After review, it became clear that the script wouldn't reach conclusion and close on its own. Consider the following line:

  SNORTPCT=`top -n1 | grep snort | grep $pid | cut -d% -f1 | awk '{print $NF}'`

The TOP command was called without the '-b' option to put it into batch mode. This kept the TOP process in memory, constantly updating and consuming memory as a running process, keeping the script and its following pipes alive until memory is exhausted.

Patching the line to add the batch flag seemed to have slowed the stacking up of the scripts, but did not eliminate the problem. The modification merely dragged the failure out for a few hours more:

  # diff snort_check snort_check.mod
  16c16
  <     SNORTPCT=`top -n1 | grep snort | grep $pid | cut -d% -f1 | awk '{print $NF}'`
  ---
  >     SNORTPCT=`top -b -n1 | grep snort | grep $pid | cut -d% -f1 | awk '{print $NF}'`

Further investigation running the command manually revealed that TOP did not exit as it should from the count mode (-n 1), holding and updating the process as it ran forward. The following memory status at failure mirrored the one before.

  Sat Jan  1 01:03:37 UTC 2000                                                   
              total         used         free       shared      buffers        
   Mem:        30512        29868          644            0          288        
   Swap:        65524        33356        32168                                  
  Total:        96036        63224        32812                                  
  top proc: 49                                                                   
  snort procs: 252 

TOP not exiting caused over-consumption and, ultimately, a process contention problem. TOP was called within the /packetprotector/usr/sbin/snort_check script, which itself was executed every minute from the /packetprotector/usr/sbin/watchdog script as scheduled by CRON. To alleviate the problem immediately, the watchdog was modified to remove the snort_check script, as below.

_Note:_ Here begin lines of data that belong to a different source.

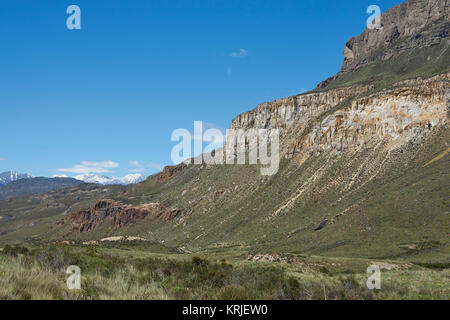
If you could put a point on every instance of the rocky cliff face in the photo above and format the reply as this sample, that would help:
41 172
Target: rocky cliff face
361 115
410 26
352 117
413 24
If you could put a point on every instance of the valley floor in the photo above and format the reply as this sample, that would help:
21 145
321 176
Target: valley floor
127 271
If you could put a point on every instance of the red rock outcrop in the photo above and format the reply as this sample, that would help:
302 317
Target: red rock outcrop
118 215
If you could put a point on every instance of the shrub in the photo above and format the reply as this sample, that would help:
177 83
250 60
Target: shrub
233 292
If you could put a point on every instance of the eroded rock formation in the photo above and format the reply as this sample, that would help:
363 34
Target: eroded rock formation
116 214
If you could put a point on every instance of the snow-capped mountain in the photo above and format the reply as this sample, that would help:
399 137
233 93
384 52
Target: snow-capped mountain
9 176
104 180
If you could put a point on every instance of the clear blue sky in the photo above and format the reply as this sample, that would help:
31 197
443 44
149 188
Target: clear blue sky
116 89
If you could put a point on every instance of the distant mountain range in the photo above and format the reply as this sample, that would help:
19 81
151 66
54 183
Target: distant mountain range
9 176
27 186
14 184
104 180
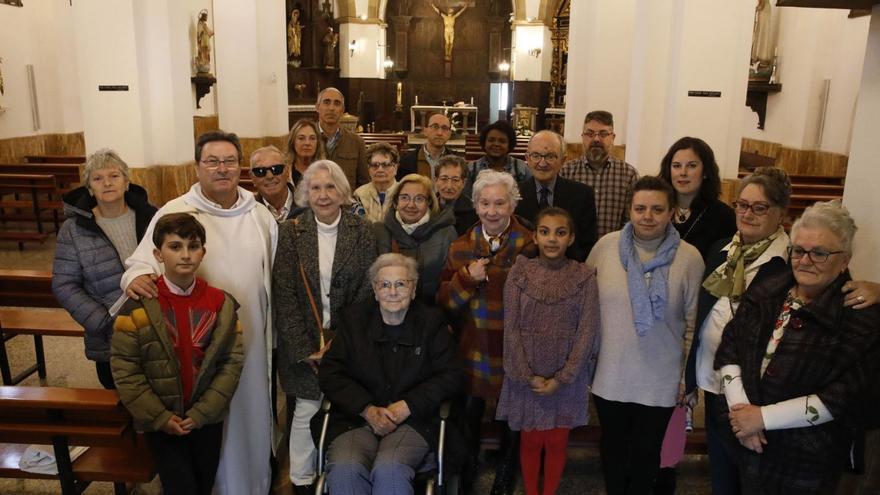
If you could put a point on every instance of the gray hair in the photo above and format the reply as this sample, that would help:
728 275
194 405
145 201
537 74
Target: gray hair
267 149
558 138
490 177
301 195
830 215
330 88
394 259
101 159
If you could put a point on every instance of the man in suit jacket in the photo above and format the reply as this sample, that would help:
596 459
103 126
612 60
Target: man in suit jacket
545 156
344 147
425 159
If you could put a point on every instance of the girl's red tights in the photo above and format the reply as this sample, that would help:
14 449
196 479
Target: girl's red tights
554 443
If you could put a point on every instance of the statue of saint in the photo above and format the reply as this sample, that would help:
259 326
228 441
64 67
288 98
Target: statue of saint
294 35
203 44
330 41
448 28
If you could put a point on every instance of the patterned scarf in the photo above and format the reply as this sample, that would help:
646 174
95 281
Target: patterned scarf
648 300
729 279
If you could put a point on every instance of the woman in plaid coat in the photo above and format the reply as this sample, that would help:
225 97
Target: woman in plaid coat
472 291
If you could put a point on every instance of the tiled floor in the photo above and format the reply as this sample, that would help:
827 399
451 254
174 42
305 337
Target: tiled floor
67 367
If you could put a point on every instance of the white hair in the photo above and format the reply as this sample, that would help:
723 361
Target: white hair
301 195
492 178
830 215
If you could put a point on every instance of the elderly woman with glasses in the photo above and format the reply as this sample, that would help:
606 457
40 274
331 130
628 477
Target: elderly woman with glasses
472 291
106 218
415 225
382 159
320 268
799 369
390 367
756 252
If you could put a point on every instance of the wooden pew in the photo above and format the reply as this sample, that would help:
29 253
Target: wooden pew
29 200
31 289
62 417
77 159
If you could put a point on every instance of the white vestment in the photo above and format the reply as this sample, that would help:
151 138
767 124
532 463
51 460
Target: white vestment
240 246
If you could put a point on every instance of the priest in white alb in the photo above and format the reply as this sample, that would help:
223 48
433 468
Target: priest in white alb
240 246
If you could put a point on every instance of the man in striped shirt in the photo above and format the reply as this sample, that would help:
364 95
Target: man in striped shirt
611 178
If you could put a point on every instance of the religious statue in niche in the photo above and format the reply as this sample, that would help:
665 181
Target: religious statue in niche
203 44
448 28
763 52
330 40
294 38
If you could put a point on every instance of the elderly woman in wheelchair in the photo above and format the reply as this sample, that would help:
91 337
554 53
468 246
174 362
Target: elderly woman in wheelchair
390 368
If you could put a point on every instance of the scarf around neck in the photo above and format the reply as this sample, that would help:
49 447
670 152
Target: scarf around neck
729 279
647 283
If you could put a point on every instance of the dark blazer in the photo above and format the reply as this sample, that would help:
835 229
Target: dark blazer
366 366
293 319
707 224
829 350
706 301
575 198
409 163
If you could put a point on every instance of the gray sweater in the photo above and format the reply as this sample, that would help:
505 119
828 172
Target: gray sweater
643 370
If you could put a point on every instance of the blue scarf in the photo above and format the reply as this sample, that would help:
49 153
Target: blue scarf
648 300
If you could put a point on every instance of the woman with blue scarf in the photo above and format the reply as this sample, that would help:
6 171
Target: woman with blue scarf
649 280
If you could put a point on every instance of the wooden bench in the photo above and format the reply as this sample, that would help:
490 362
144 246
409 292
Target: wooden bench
26 289
62 417
78 159
29 200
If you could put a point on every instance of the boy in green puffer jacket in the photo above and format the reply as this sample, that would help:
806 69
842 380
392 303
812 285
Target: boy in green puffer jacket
176 360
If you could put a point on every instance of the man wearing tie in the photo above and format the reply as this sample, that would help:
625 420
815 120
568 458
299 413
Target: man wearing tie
545 156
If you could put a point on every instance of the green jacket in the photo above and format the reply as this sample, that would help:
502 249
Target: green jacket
147 372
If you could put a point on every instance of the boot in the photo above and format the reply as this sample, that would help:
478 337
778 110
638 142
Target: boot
508 463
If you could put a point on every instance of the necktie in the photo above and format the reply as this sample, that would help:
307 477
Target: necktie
543 200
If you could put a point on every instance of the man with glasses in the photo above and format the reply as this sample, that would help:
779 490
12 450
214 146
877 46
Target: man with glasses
271 178
449 184
611 178
546 188
241 237
344 147
424 160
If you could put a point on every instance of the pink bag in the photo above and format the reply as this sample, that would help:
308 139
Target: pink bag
675 439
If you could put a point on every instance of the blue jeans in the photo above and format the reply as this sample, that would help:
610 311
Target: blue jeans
361 463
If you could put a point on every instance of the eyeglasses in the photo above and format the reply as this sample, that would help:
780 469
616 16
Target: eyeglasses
418 199
548 157
276 170
438 127
817 256
591 134
445 178
213 163
387 285
759 208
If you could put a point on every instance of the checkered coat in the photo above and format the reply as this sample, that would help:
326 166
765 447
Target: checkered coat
828 350
477 307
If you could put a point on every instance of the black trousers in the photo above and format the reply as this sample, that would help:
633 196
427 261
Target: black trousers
187 465
105 376
632 435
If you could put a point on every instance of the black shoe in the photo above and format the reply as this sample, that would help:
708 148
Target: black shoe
303 489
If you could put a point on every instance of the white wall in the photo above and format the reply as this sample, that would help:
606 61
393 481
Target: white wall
369 51
860 194
524 66
814 44
600 47
39 34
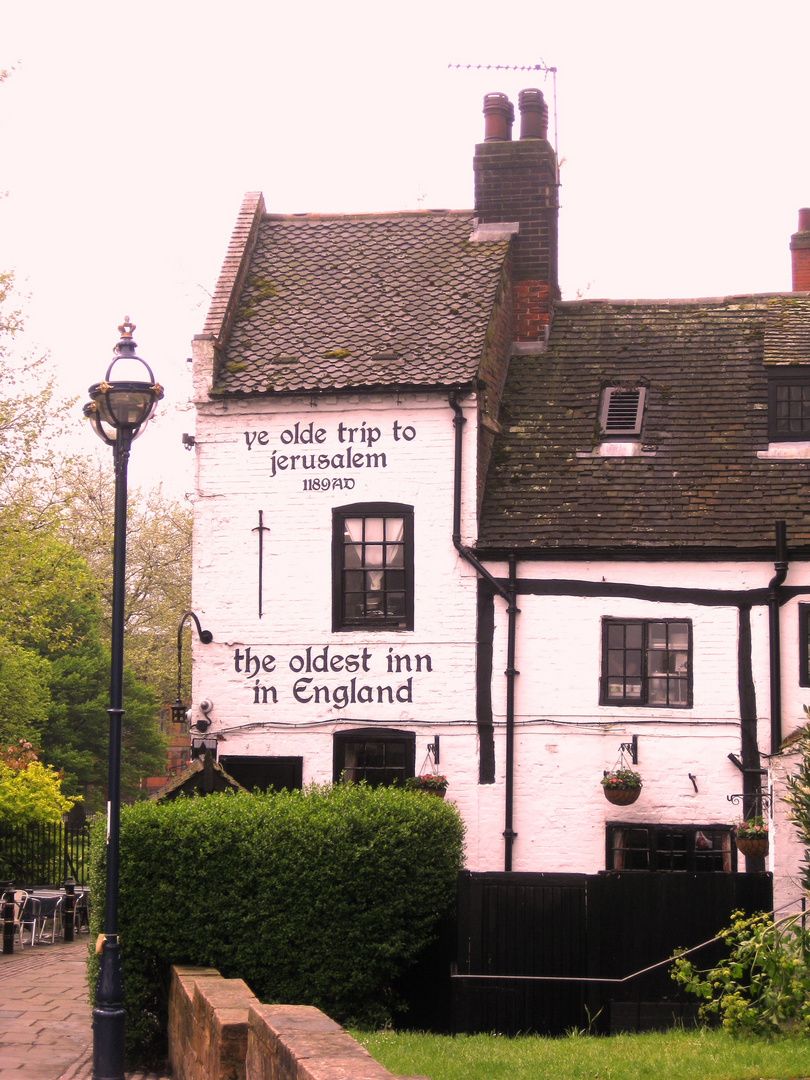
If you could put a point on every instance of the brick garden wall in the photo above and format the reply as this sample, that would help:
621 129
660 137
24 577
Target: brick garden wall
218 1030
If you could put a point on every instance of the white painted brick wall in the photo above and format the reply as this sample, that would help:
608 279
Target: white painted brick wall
564 739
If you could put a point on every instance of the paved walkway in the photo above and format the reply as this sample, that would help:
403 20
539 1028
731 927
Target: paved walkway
45 1015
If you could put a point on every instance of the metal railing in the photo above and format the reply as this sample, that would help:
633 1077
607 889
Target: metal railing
44 855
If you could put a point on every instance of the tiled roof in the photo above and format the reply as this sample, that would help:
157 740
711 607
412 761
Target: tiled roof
699 484
378 300
787 333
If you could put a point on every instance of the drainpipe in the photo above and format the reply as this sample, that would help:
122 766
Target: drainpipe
775 651
458 423
512 609
509 833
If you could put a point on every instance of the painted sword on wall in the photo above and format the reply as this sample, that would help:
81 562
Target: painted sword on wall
261 529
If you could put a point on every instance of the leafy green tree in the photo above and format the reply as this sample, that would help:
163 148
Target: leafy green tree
77 732
30 414
24 693
158 567
55 575
31 795
764 984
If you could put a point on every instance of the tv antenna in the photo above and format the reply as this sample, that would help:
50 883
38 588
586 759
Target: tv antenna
542 66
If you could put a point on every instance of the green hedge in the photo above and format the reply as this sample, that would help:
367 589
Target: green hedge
322 896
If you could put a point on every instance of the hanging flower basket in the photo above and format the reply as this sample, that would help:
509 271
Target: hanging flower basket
621 786
430 782
751 837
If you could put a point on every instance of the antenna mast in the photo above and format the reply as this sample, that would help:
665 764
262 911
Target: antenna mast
542 66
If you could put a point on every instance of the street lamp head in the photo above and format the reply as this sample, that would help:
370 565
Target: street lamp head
123 405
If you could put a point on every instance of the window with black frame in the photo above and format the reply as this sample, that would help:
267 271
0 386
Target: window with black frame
379 756
788 405
687 848
373 567
646 662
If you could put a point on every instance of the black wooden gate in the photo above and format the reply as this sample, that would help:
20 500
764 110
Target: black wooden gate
585 933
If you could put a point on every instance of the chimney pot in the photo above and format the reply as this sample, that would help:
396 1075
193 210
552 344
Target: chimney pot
499 115
534 115
800 253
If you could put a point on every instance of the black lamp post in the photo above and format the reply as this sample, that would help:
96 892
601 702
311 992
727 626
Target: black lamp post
118 412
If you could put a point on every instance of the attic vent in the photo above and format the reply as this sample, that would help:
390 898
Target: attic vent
621 410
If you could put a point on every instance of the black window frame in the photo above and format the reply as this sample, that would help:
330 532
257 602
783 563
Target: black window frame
793 378
389 738
670 849
804 644
644 676
341 622
609 403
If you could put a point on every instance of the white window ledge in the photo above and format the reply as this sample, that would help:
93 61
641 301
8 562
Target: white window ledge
629 449
795 451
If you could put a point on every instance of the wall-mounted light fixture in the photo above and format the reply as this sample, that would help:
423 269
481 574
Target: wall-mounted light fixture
179 707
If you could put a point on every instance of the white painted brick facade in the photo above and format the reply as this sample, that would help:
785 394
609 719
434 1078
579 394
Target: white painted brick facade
564 739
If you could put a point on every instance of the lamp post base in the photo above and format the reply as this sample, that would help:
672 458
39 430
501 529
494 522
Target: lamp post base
108 1016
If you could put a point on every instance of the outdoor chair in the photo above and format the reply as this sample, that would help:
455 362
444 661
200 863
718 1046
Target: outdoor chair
81 914
50 912
26 916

  # cat /packetprotector/usr/sbin/watchdog
  #!/bin/sh                                                                      
 
  /packetprotector/usr/sbin/nas_check &                                          
  #/packetprotector/usr/sbin/snort_check &    

After seven hours of running with no traffic, the memory utilization stabilized and held constant at 32MB. This indicated a need to modify the snort_check script to improve the memory monitoring process. Since TOP was not performing as documented per the options, another method was needed to get the memory information. /proc/[pid]/status has the VmRSS information that is reported to TOP, so this was used to draw the information directly for the script.

  /proc/[pid]/status - look for VmRSS for the in memory value
  /proc/[pid]/cmdline - look for the command line executed for a grep

The following modifications were made:

  # diff snort_check snort_check.mod
  10c10,12
  < HI_PCT="130"
  ---
  > # 20120805 - Changing PCT to an absolute value for a limit. Adjust as needed. Removes the need to use TOP.
  > #HI_PCT="130"
  > HI_PCT="20000"
  16c18
  <     SNORTPCT=`top -n1 | grep snort | grep $pid | cut -d% -f1 | awk '{print $NF}'`
  ---
  >     SNORTPCT=`cat /proc/$pid/status | grep VmRSS | awk '{print $2}'`
 
/packetprotector/usr/sbin/watchdog was modified to call the new script.

  # cat usr/sbin/watchdog       
  #!/bin/sh                                                                      
                                                                               
  /packetprotector/usr/sbin/nas_check &                                          
  #/packetprotector/usr/sbin/snort_check &                                       
  /packetprotector/usr/sbin/snort_check.mod & 

The new script was run under monitoring for a while to ensure the new watchdog process was working. Consumed memory was now unaffected and the script is confirmed to be working properly. The change was made permanent to my unit and has eliminated crashing for more than a week.

2 comments:

Unknown said...

Thanks for that blog post. Great troubleshooting process. Makes me want to load PP back on my router.

Unknown said...

Very nice deconstruction and troubleshooting. Thanks for the posting.